Her adımın bir bedeli var
Araştırmaya göre bankalar öyle ya da böyle sayısal olacak. Bu sadece zamana bağlı bir süreç. Müşteriler, rakipler ve hatta düzenleyici kurumlar bile bu yönde ilerlerken., bugünün şube tabanlı geleneksel oyuncuları da direkt bankacılık ve yaratıcı finansal teknoloji oyuncuları ile adımlar atacak. Köklü bir maziyi sırtlayan geleneksel bankalar için iç kaynaklı engelleri aşmak hayati önem taşıyor. Hızlı karar alma ve işleme, müşteri odaklı kanal yönetimini yenilenen yönetim mekanizmaları ile kurgulama, çevik, yüksek performanslı BT yapımları oluşturmak için bu şart. Daha iyi ve hızlı inovasyon, şeffaf ürün ve hizmet sunumları ve yeni gelir kaynakları konularında planlı ilerlemek önemli. Direkt bankalar için esas mücadele noktası ise imaj yenilemek, yani zengin ürün ve hizmetlerle müşteri deneyimi sunabilmek. Bazı durumlarda markanın yenilenmesinin bile gerekebileceğine dikkat çekilen araştırmada buna örnek olarak ING Direct'in ‘Capital One 360’ ismini alarak yenilenmesi gösteriliyor.
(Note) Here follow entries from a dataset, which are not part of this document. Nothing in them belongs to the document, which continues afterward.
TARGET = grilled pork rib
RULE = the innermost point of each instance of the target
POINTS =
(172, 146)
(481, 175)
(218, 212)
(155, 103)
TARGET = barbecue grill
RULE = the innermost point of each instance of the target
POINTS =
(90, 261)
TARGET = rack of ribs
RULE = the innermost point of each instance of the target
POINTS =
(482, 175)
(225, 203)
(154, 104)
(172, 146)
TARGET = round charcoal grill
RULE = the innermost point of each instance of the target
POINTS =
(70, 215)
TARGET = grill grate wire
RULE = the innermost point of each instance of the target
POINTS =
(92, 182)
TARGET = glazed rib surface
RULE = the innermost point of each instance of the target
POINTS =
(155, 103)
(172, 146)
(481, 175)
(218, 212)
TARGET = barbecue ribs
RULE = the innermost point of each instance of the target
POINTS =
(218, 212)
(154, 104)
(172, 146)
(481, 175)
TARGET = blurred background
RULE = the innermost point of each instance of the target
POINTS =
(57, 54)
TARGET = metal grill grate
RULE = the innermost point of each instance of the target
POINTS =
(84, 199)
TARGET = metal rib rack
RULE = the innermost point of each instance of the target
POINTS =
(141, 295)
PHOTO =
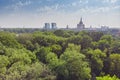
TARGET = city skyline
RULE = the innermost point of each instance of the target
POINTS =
(34, 13)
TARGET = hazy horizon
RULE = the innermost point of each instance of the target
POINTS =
(34, 13)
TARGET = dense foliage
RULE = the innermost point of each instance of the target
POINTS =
(59, 55)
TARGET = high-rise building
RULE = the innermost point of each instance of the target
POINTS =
(53, 26)
(47, 26)
(80, 25)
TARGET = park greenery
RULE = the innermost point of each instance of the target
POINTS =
(59, 55)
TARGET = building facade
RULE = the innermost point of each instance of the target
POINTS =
(80, 25)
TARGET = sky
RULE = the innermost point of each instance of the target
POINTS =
(34, 13)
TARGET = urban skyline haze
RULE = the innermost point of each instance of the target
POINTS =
(34, 13)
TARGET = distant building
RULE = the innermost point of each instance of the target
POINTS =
(80, 25)
(53, 26)
(47, 26)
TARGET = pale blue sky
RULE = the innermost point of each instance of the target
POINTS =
(34, 13)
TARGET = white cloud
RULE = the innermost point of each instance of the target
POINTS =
(109, 1)
(19, 5)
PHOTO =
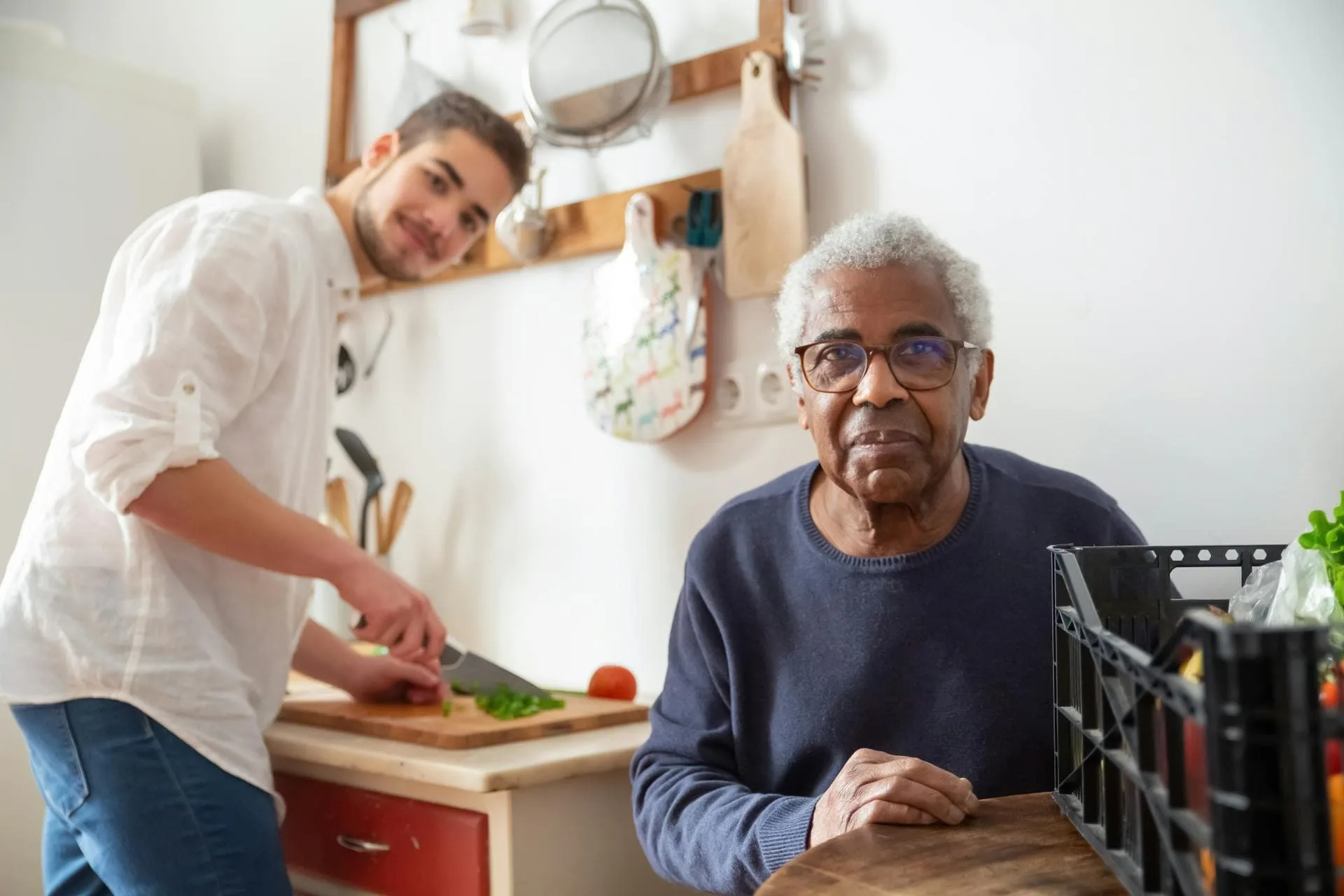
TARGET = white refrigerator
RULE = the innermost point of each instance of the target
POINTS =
(88, 149)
Banka dışı yapılar ve diğer finansal teknoloji oyuncuları da artık bu yapının içinde yerini alıyor. Araştırmanın tahmini, bu eksende bankalar ve inovatörler arasında daha fazla işbirliklerinin görüleceği yönünde. Bu işbirlikleri sayısal seyahate de hızlandıracak. Çünkü bu işbirlikleri müşterilere bankacılık deneyimlerini geliştirmek için yepyeni yöntemler elde etmelerini sağlayacak. Bankacılık da bu eksende daha geniş bir hizmet yelpazesine sahip olacak, bu yelpazede çok iş ortağı bulunacak, farklı bir müşteri deneyimini sunmak için ortak çalışacaklar. Bu da beraberinde yenilikçi, hızlı ve ihtiyaçları proaktif olarak karşılayan bir bankacılık yapısını beraberinde getirecek. İleri görüşlü finans kuruluşları için nasıl ve ne zaman adıl atmak gerektiği dikkatlice ele alınması gereken bir konu olacak. Bu süreçte bölgesel bankacılık ortamı yakın takipte olacak. Kurumsal çeviklik ve BT'de geliştirmeler burada kilit önemde.